Say you hit upon an “h” or “r” as the second letter in the Wordle. You can apply a heuristic of trying likely letter combinations, such as pairing these letters with a “t” in the first position. A related rule is testing a vowel after two consonants, as three consonants placed together is a much less common letter combination. Another helpful heuristic is trying commonly used consonants as first or second letters before testing less frequently encountered consonants, so try t, s, r, c, d, and p before v, q, x, and z.

The Availability Heuristic

The availability heuristic is the tendency to rely on information that comes most readily to mind. This heuristic is why people may decide to drive rather than fly after a highly publicized plane crash, despite statistical evidence that air travel remains a much safer means of conveyance. Likewise, we are more likely to generate words from knowing the first letter than when we know the same letter appears at the end or middle of the word.

As an example, do you think the letter “k” is more likely to appear as the first or third letter in a word? Most people think it is more likely to appear as the first letter because they are better able to bring to mind words beginning with “K” than those with “k” in the third position. As it turns out, “k” is actually more likely to appear as the third letter in a word than the first.

The availability heuristic is built into our cognitive wiring. Rather than try to fight against it, make use of it. Focus your efforts on finding the first letter or two of a word. Then again, there may be occasions when it is best to use a “backward working” heuristic.

The Backwards Working Heuristic

Most people generate test words in their head from left to right by focusing on the first letter in generating words. In some cases, however, you may be better able to piece together a Wordle by working backward from the last letter or two. Recently, I found t to be the next to last letter in the daily Wordle. So I mentally tested all the words ending with a t-something combination, narrowing it down to the most likely candidates: th, te, and ty. Using the remaining letters, I worked backward in my mind to consider words ending with these letter combinations until I hit upon the correct choice, "lefty."
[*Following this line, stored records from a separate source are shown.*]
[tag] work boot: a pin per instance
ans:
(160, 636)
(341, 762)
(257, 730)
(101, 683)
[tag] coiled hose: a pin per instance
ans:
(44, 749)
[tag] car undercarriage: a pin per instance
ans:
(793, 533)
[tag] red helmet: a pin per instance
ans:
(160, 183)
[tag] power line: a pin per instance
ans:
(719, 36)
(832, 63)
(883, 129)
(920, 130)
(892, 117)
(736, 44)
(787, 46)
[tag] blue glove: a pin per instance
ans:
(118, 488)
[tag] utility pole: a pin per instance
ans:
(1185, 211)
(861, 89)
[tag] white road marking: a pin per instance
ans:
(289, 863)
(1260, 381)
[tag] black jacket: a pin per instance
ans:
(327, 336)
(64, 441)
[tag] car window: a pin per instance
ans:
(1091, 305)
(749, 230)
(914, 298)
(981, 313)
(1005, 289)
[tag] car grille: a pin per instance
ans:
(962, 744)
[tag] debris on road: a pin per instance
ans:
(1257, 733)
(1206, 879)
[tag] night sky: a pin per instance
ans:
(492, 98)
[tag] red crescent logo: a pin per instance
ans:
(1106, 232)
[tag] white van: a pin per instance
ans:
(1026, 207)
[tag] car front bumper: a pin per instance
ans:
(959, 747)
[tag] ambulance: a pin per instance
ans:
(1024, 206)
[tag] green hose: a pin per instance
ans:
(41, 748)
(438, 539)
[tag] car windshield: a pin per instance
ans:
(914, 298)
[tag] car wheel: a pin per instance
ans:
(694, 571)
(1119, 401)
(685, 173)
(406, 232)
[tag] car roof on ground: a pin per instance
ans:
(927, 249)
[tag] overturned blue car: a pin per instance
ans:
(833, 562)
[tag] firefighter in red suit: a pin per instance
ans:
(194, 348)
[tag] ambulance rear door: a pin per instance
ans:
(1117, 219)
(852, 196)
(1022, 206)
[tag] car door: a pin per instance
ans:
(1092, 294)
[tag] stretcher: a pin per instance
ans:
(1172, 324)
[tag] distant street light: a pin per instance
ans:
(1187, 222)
The Double Letter Heuristic

There’s a tendency to think that when you find a correct letter that it won’t occur again in the same word. Wrong. Many words have repeat letters, especially vowels. Consider as well unlikely repeat letters, like that of the double z’s in a recent answer, "frizz," on a Wordle knockoff site.

Other heuristics don’t involve testing letter combinations but provide helpful rules of thumb for solving different problems, including Wordle. Here are two you may find helpful in becoming Wordle-wise:

The Walking Away Heuristic

Yes, Wordle can be frustrating, but rather than let your frustration induce you to give up, try walking away and trying again later in the day, giving yourself a chance to clear your mind. You may be surprised how often the answer may come to you when you give your mind time to refresh itself.

The “See It is to Know It” Heuristic

A retrieval cue is a memory device used to jog one’s memory. As seen in countless TV crime dramas, detectives bring the victim back to the scene of the crime to ferret out details about the crime the person may have been unable to recall. So too, with Wordle, as visual cues can help jog our memory, representing what I call the “see it is to know it” heuristic.

Try inserting letter combinations on the Wordle screen so you can see them as plain as day in front of you. Suppose the correct word turns out to be "anger," but you only score the last three letters after your first few tries. You could then insert filler letters in the first two positions, for example, using a filler word like "jager" (but making sure not to press the enter key). Seeing the "ger" sequence on the screen may help jog your memory for the letters that complete the correct word.

With this posting, the Minute Therapist expands its scope to include how psychological science is applied in our daily lives. The unifying theme remains the same, applying psychology in morsels that can be easily digested in about a minute’s time.